Insomma con l’approvazione della decantata riforma il cittadino ha ben poco da sperare in un miglioramento reale del miserevole stato della giustizia «all’italiana». A proposito del quale posso ora (per lo spazio) solo citare due episodi appena verificatisi, che riguardano Napoli, la certezza del diritto, la serietà delle istituzioni. L’annullamento sacrosanto da parte del Consiglio di Stato della decisione del Tar che aveva sospeso dall’ufficio, con molti suoi colleghi (tutti riammessi in servizio), il direttore del Museo archeologico Paolo Giulierini e l’indecorosa inerzia del Csm, lacerato dagli interessi correntizi, che – pur presieduto dal Capo dello Stato – non ha ancora provveduto a nominare il nuovo procuratore capo di Napoli.

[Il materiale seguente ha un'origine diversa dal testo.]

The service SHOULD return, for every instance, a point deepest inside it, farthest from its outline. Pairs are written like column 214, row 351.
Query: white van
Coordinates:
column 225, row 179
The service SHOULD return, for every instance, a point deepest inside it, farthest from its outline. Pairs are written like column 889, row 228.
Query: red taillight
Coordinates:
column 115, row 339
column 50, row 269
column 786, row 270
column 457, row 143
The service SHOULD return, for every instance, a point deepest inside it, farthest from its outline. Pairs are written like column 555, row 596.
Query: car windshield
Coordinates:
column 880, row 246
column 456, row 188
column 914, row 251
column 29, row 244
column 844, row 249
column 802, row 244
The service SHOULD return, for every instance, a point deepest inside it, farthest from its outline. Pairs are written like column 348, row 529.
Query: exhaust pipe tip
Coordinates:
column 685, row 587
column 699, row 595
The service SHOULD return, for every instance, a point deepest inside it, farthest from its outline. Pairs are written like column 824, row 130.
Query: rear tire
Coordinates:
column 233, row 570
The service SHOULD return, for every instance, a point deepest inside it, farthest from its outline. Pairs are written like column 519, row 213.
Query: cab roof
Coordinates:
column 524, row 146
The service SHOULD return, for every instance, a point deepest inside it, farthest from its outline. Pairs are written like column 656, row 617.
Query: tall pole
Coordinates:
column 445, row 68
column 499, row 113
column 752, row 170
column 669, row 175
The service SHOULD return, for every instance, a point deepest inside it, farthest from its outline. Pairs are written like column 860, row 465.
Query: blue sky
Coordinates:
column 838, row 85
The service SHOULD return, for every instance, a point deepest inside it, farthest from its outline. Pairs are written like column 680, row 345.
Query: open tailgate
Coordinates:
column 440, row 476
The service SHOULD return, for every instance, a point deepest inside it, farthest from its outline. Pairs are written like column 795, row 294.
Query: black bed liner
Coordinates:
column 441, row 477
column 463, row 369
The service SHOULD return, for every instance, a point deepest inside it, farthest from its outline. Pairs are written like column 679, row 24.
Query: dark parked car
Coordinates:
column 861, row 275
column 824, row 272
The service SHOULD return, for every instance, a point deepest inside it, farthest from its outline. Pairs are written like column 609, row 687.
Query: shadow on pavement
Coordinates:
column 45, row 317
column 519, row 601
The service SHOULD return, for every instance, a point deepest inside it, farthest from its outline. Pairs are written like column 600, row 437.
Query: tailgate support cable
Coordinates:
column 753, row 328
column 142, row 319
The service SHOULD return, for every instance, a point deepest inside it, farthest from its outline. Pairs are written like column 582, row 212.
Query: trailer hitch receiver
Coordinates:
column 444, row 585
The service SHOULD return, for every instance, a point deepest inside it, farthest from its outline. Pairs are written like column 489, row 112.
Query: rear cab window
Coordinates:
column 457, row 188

Se ne parlerà chissà quando, nonostante le solenni promesse fatte, anche a questo giornale, da autorevoli suoi componenti.

Che dire? Forse ai napoletani non resta altro che sperare che venga davvero eretto alla Rotonda Diaz, dinanzi al perenne «baffo» scoglioso «temporaneamente» piazzato nel golfo alcuni anni fa, là dove N’Albero allietò lo spirare del 2016 e il nascere del ’17,  il nuovo capolavoro pop di cui il Comune ha dato festosa notizia: il  beneaugurante «Corno rosso», alto più di sessanta metri, «simbolo superficialmente profondo» (per Niola!) della nostra città. Può darsi che toccandolo (magari di soppiatto) qualcosa si risolva.